As I began working things declined rapidly. I was 25. I had the advantage of not having obvious symptoms for a while because nobody at my new job knew me and a lot of things could be forgiven as "stressed new grad in supervisory role". However I knew that something was very wrong and I was terrified of it.
For me,and for many people, as the early 20s pass, these illnesses become more overpowering. A comparison of me at 20 and me at 25 or 26 is almost a different person and my memories of grad school are of a decline that I was aware of but didn't understand and which I couldn't articulate. I remember clearly the spring of 2000. I was taking a class that met on 2 weekends and completing my thesis proof-reading. I was babysitting a few times per week and doing play therapy weekly with a child I had assessed in a prior class. I remember telling someone that something felt strange, that I felt different than usual and I didn't know why except that I wasn't sleeping well. I remember the agitation that I did not understand as well as the sense that something was slipping away. Three months later I started my clinicals (6 months of full-time work in 2 settings) and while I did very well on my first one I could feel myself losing something during that time. Just before those clinicals we went to the beach as a family and I saw in sharper contrast how off my mood is. I have a picture of myself on that trip, taken without my knowledge, and the sadness shows clearly. My 2nd clinical I didn't do as well in, although partly that was ambiguous expectations and little supervision, but it was also my ability to function changing. I graduated in December 2000. There is no way I could have done another year, probably not another semester, as a student.
Tonight a headline somewhere about James Holmes, the man who carried out the deadly shooting in Aurora Colorado about a year ago made me read more about him.
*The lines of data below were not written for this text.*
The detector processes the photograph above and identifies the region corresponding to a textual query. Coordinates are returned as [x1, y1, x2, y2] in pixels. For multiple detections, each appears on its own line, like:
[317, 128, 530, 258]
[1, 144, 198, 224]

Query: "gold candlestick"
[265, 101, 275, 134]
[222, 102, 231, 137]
Nobody seems to know much but it seems pretty clear he was having psychiatric issues before planning and carrying out the murders/attempted murders. He had apparently sought psychiatric help with 3 professionals prior to the shootings and just looking at him in pictures you can see something is not right. Behaviorally he went from being an outstanding student in a difficult field to failing. Sometime prior to the shooting he texted a friend"Have you ever heard of dysphoric mania? Stay away from me".The biggest warning sign is that he is in the age group when the more severe cases of bipolar and of schizophrenia tend to appear. I was 26 when diagnosed although my onset date is considered 14. At the time I was diagnosed the dr. was very surprised that I didn't have a diagnosis some time before, but my bipolar is atypical enough that it wasn't easy to be sure.I too have dysphoric mania (I am grouchy and agitated instead of the better known overly happy,energetic,grandiose mania that more people have) and that looks like depression sometimes, especially when there is rapid cycling so there is true depression as well. I think the psychiatrist I had in grad school saw everything as depression with some variation in symptoms.